In the photo above or below you can see the masks attached to my frame layers (the upper two layers) and how I have painted on parts of them to conceal.
You can use masks for other layers, or just erase parts of them.
Don't be afraid to zoom way in, in order to get a good selection!
Just about done!
Now to fill in the shapes, and close small gaps in the lines.
Use the rectangle marquee tool again to make a selection.  Go to the color layer that fills most of the block, and fill the selection.

Last step!  The frame and it's shadow.
The way I find it the easiest to do is highlight the two top frame layers and duplicate the layers.  (Go to the drop down menu and choose duplicate layers.)
Remove the drop shadow layer style from these top 2 layers. (Drag the fx to the garbage at the bottom).
Merge these 2 layers together. (The ones you just copied without the drop shadows)
You merge by selecting both layers and pressing Cntl/ Com  'E'.  or by right clicking and selecting merge selected layers.
 Copy the layer style from one of the frame layers below, Paste it onto your newly merged frame layer, then hide both of the 'old frames'.

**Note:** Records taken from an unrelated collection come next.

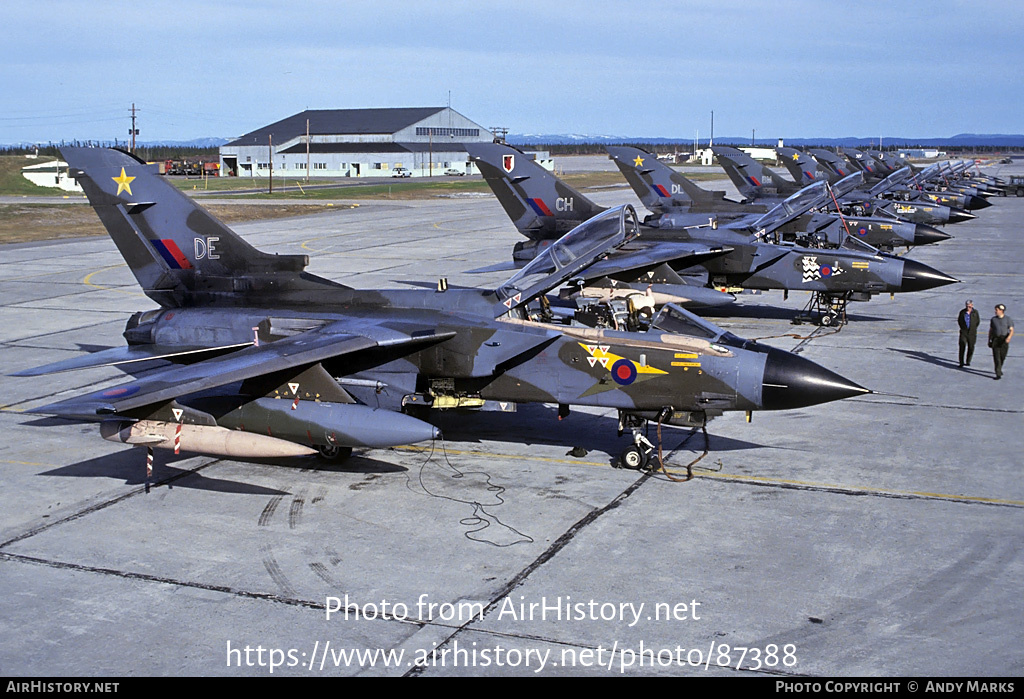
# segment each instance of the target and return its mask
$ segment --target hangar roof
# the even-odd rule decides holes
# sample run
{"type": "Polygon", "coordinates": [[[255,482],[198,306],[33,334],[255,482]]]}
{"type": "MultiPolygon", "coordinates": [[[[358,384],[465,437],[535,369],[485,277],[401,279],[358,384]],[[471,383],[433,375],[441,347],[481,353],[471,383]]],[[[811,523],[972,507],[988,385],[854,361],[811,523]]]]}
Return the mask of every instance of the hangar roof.
{"type": "Polygon", "coordinates": [[[433,116],[444,107],[397,107],[382,109],[307,109],[281,121],[250,131],[226,144],[228,146],[263,146],[273,135],[278,143],[306,133],[325,134],[390,134],[433,116]]]}

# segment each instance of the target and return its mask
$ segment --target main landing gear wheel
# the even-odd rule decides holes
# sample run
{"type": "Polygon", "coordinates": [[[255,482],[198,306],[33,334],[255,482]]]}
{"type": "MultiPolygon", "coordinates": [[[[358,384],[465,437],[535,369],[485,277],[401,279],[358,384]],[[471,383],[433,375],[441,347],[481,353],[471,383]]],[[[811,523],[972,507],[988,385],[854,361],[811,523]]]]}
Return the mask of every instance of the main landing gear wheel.
{"type": "Polygon", "coordinates": [[[832,325],[833,321],[835,321],[835,318],[828,313],[818,319],[818,323],[826,328],[832,325]]]}
{"type": "Polygon", "coordinates": [[[324,461],[342,462],[352,456],[352,447],[339,447],[336,444],[325,444],[317,447],[317,456],[324,461]]]}

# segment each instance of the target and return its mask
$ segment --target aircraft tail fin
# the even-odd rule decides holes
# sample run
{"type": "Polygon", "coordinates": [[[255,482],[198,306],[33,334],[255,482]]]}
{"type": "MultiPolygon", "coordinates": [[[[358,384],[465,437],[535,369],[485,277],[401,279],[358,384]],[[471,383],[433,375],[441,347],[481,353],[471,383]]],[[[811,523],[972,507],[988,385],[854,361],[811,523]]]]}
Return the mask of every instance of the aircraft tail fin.
{"type": "Polygon", "coordinates": [[[725,174],[746,199],[788,196],[800,189],[798,185],[787,182],[741,150],[728,146],[713,146],[711,150],[714,151],[718,164],[725,170],[725,174]]]}
{"type": "Polygon", "coordinates": [[[527,238],[557,238],[605,210],[512,146],[466,143],[465,148],[527,238]]]}
{"type": "Polygon", "coordinates": [[[605,146],[640,201],[655,213],[687,208],[724,199],[725,192],[709,192],[676,172],[649,151],[633,146],[605,146]]]}
{"type": "Polygon", "coordinates": [[[306,255],[257,250],[134,155],[111,148],[62,148],[146,295],[161,306],[203,295],[257,290],[262,281],[297,277],[306,255]]]}
{"type": "Polygon", "coordinates": [[[796,148],[776,148],[782,164],[801,187],[814,184],[818,180],[828,180],[828,173],[811,156],[801,153],[796,148]]]}

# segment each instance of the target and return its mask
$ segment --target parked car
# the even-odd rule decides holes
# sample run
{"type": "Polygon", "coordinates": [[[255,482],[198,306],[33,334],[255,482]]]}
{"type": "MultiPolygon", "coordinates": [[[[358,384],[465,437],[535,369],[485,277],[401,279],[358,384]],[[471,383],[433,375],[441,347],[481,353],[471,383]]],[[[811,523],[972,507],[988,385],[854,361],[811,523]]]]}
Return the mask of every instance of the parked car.
{"type": "Polygon", "coordinates": [[[391,173],[392,177],[412,177],[412,171],[407,167],[396,167],[391,173]]]}
{"type": "Polygon", "coordinates": [[[462,170],[457,170],[456,168],[450,167],[444,171],[444,174],[451,175],[452,177],[462,177],[466,173],[463,172],[462,170]]]}

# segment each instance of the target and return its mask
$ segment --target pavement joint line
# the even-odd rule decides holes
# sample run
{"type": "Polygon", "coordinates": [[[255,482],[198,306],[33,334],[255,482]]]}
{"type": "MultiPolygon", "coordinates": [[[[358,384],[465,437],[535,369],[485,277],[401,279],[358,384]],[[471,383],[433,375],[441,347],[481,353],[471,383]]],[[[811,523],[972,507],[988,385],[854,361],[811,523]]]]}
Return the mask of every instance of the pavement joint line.
{"type": "MultiPolygon", "coordinates": [[[[116,313],[117,311],[98,311],[99,313],[116,313]]],[[[122,314],[123,317],[123,314],[122,314]]],[[[89,323],[88,325],[80,325],[73,328],[61,328],[60,330],[54,330],[52,332],[40,333],[38,335],[27,335],[25,337],[19,337],[13,340],[5,340],[4,344],[10,344],[13,342],[25,342],[26,340],[35,340],[40,337],[53,337],[54,335],[60,335],[61,333],[78,332],[80,330],[89,330],[91,328],[98,328],[101,325],[109,325],[110,323],[116,322],[114,320],[104,320],[99,323],[89,323]]],[[[74,350],[68,350],[74,351],[74,350]]]]}
{"type": "MultiPolygon", "coordinates": [[[[692,436],[692,434],[691,434],[691,436],[692,436]]],[[[526,579],[528,577],[530,577],[530,575],[532,575],[534,573],[534,571],[536,571],[538,568],[540,568],[545,563],[550,561],[552,558],[554,558],[556,555],[558,555],[558,553],[562,549],[564,549],[566,546],[568,546],[569,543],[573,539],[576,538],[577,534],[579,534],[581,531],[583,531],[583,529],[585,529],[587,526],[589,526],[590,524],[595,522],[599,517],[601,517],[602,515],[604,515],[605,513],[609,512],[611,510],[616,509],[619,505],[621,505],[623,502],[625,502],[626,499],[629,498],[630,495],[635,493],[640,488],[640,486],[642,486],[644,483],[646,483],[650,479],[650,477],[651,477],[651,472],[650,471],[642,473],[639,478],[637,478],[635,481],[633,481],[625,490],[623,490],[621,493],[616,495],[609,502],[607,502],[606,504],[602,505],[601,507],[598,507],[598,508],[595,508],[595,509],[591,510],[587,514],[583,515],[583,517],[578,519],[572,526],[570,526],[567,530],[565,530],[561,534],[561,536],[559,536],[557,539],[555,539],[551,543],[551,545],[548,546],[539,556],[537,556],[537,558],[533,559],[533,561],[531,561],[525,568],[523,568],[518,573],[513,575],[511,577],[511,579],[509,579],[509,581],[506,582],[505,585],[500,590],[498,590],[498,592],[491,598],[491,601],[488,602],[487,605],[484,607],[483,612],[480,614],[480,616],[481,617],[486,616],[486,614],[490,610],[494,609],[494,607],[497,606],[499,601],[501,601],[502,599],[507,597],[509,594],[512,593],[513,590],[515,590],[517,587],[519,587],[524,582],[526,582],[526,579]]],[[[451,642],[457,635],[459,635],[463,631],[466,631],[466,630],[477,631],[478,629],[470,629],[470,626],[475,621],[476,621],[476,617],[475,616],[470,618],[469,620],[467,620],[464,624],[462,624],[457,629],[455,629],[452,632],[452,634],[448,636],[448,638],[446,638],[443,641],[441,641],[440,643],[438,643],[434,647],[435,650],[447,646],[449,642],[451,642]]],[[[423,671],[425,669],[426,668],[424,668],[424,667],[413,666],[412,668],[409,669],[408,672],[406,672],[403,675],[403,677],[416,677],[416,676],[419,676],[420,674],[423,673],[423,671]]]]}
{"type": "Polygon", "coordinates": [[[878,405],[903,405],[903,406],[917,406],[920,408],[945,408],[946,410],[973,410],[984,413],[1006,413],[1008,415],[1019,415],[1024,413],[1024,410],[1013,410],[1011,408],[984,408],[979,406],[970,405],[942,405],[941,403],[920,403],[920,402],[901,402],[898,400],[872,400],[867,396],[854,396],[853,400],[861,403],[874,403],[878,405]]]}
{"type": "MultiPolygon", "coordinates": [[[[685,441],[686,440],[684,440],[684,443],[685,441]]],[[[680,444],[679,446],[681,447],[682,444],[680,444]]],[[[396,451],[427,451],[426,447],[404,446],[393,448],[396,451]]],[[[679,447],[676,447],[676,449],[678,448],[679,447]]],[[[673,449],[672,451],[674,452],[676,449],[673,449]]],[[[579,461],[570,459],[557,459],[543,456],[522,456],[519,454],[499,454],[496,452],[485,452],[477,450],[449,449],[447,450],[447,453],[463,456],[478,456],[484,458],[500,458],[519,461],[543,461],[546,463],[575,464],[580,466],[608,466],[606,462],[598,461],[579,461]]],[[[685,475],[686,473],[685,471],[680,470],[678,468],[667,467],[666,470],[673,475],[685,475]]],[[[695,470],[700,471],[700,467],[697,467],[695,470]]],[[[653,475],[656,476],[657,474],[655,473],[653,475]]],[[[874,497],[904,498],[911,500],[942,500],[946,502],[961,502],[965,504],[1024,508],[1024,501],[1003,500],[1000,498],[988,498],[978,495],[953,495],[949,493],[929,493],[926,491],[916,490],[887,490],[885,488],[876,488],[872,486],[841,485],[838,483],[816,483],[813,481],[797,481],[784,478],[769,478],[767,476],[748,476],[744,474],[731,473],[694,473],[694,478],[703,478],[708,480],[723,480],[737,483],[745,482],[750,485],[789,488],[794,490],[817,490],[822,492],[838,493],[845,495],[871,495],[874,497]]]]}
{"type": "MultiPolygon", "coordinates": [[[[275,594],[273,594],[271,592],[253,592],[252,590],[242,590],[242,589],[230,587],[230,586],[227,586],[227,585],[210,585],[210,584],[206,584],[206,583],[200,583],[200,582],[194,582],[194,581],[188,581],[188,580],[178,580],[178,579],[175,579],[175,578],[167,578],[167,577],[163,577],[163,576],[160,576],[160,575],[152,575],[152,574],[149,574],[149,573],[138,573],[138,572],[133,572],[133,571],[116,570],[116,569],[113,569],[113,568],[103,568],[103,567],[100,567],[100,566],[89,566],[89,565],[83,565],[81,563],[70,563],[70,562],[66,562],[66,561],[54,561],[54,560],[47,559],[47,558],[39,558],[37,556],[28,556],[28,555],[18,554],[18,553],[7,553],[7,552],[0,551],[0,561],[10,561],[10,562],[13,562],[13,563],[25,563],[25,564],[29,564],[29,565],[40,565],[40,566],[46,566],[46,567],[49,567],[49,568],[56,568],[58,570],[72,570],[72,571],[82,572],[82,573],[96,573],[96,574],[99,574],[99,575],[108,575],[108,576],[122,578],[122,579],[126,579],[126,580],[134,580],[134,581],[139,581],[139,582],[156,583],[158,585],[172,585],[174,587],[192,588],[192,589],[197,589],[197,590],[205,590],[205,591],[208,591],[208,592],[220,592],[222,594],[232,595],[232,596],[235,596],[235,597],[243,597],[243,598],[247,598],[247,599],[264,601],[264,602],[276,602],[278,604],[284,604],[284,605],[288,605],[288,606],[292,606],[292,607],[302,607],[302,608],[316,610],[316,611],[323,611],[323,610],[325,610],[327,608],[326,602],[313,602],[311,600],[304,600],[304,599],[299,599],[299,598],[296,598],[296,597],[285,597],[285,596],[282,596],[282,595],[275,595],[275,594]]],[[[339,610],[338,612],[333,612],[333,613],[341,614],[342,611],[339,610]]],[[[431,627],[435,627],[435,628],[448,628],[448,629],[454,629],[456,633],[458,633],[458,631],[461,630],[461,627],[454,627],[451,624],[445,623],[443,621],[435,621],[433,619],[419,619],[419,618],[413,618],[413,617],[409,617],[409,618],[404,618],[403,619],[403,618],[394,617],[392,615],[383,615],[383,614],[381,614],[381,615],[378,615],[376,621],[394,622],[394,623],[400,623],[400,624],[409,624],[409,625],[419,626],[421,628],[422,627],[426,627],[426,626],[431,626],[431,627]]],[[[548,643],[548,644],[553,645],[553,646],[562,646],[562,647],[566,647],[566,648],[579,648],[579,649],[597,650],[597,646],[589,646],[589,645],[586,645],[586,644],[583,644],[583,643],[574,643],[572,641],[565,641],[565,640],[557,639],[557,638],[547,638],[547,637],[539,636],[539,635],[536,635],[536,634],[526,634],[526,633],[516,634],[516,633],[510,633],[510,632],[507,632],[507,631],[498,631],[498,630],[495,630],[495,629],[487,629],[487,628],[474,628],[474,629],[472,629],[472,631],[474,633],[479,633],[481,635],[491,636],[491,637],[507,638],[507,639],[514,639],[514,640],[524,640],[524,641],[534,641],[534,642],[540,641],[541,643],[548,643]]],[[[452,635],[454,636],[454,634],[452,634],[452,635]]],[[[449,638],[451,638],[451,637],[449,637],[449,638]]],[[[440,648],[442,645],[444,645],[444,643],[447,643],[448,640],[449,639],[446,639],[442,643],[440,643],[437,646],[435,646],[435,648],[440,648]]],[[[752,670],[751,668],[734,668],[731,665],[729,665],[729,666],[716,666],[716,667],[718,667],[721,670],[732,670],[734,672],[755,672],[755,670],[752,670]]],[[[428,668],[426,668],[426,667],[419,668],[419,667],[414,665],[408,672],[406,672],[405,676],[416,675],[416,674],[419,674],[420,672],[422,672],[422,671],[424,671],[426,669],[428,669],[428,668]]],[[[777,670],[777,669],[772,671],[771,668],[766,668],[766,667],[762,667],[762,668],[760,668],[760,670],[757,670],[756,672],[775,674],[775,675],[782,675],[782,676],[787,676],[787,677],[788,676],[801,676],[801,675],[797,675],[797,674],[794,674],[794,673],[783,672],[783,671],[780,671],[780,670],[777,670]]]]}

Now go down layer by layer and check to see if you are going to be using it or not. (Click on the eye of the layer to reveal / hide each piece).  If you're not going to use it, DELETE it.

......... and Voila!!!  You are totally ready to go!
Honestly the first one is the hardest, then you'll get super quick at it! :)

Next week we will look at a My {Story} templates that have shapes mixed in with the boxes.







 



1 comment:

  1. That is so amazing! I was asked to do a tutorial on this concept last week actually, but then you did them...THANK YOU! :) But, I had never, ever thought of doing something like this. I probably would have just left the blank space on the side to journal, but this is absolutely amazing! I'll have to try one day! Thanks for your help!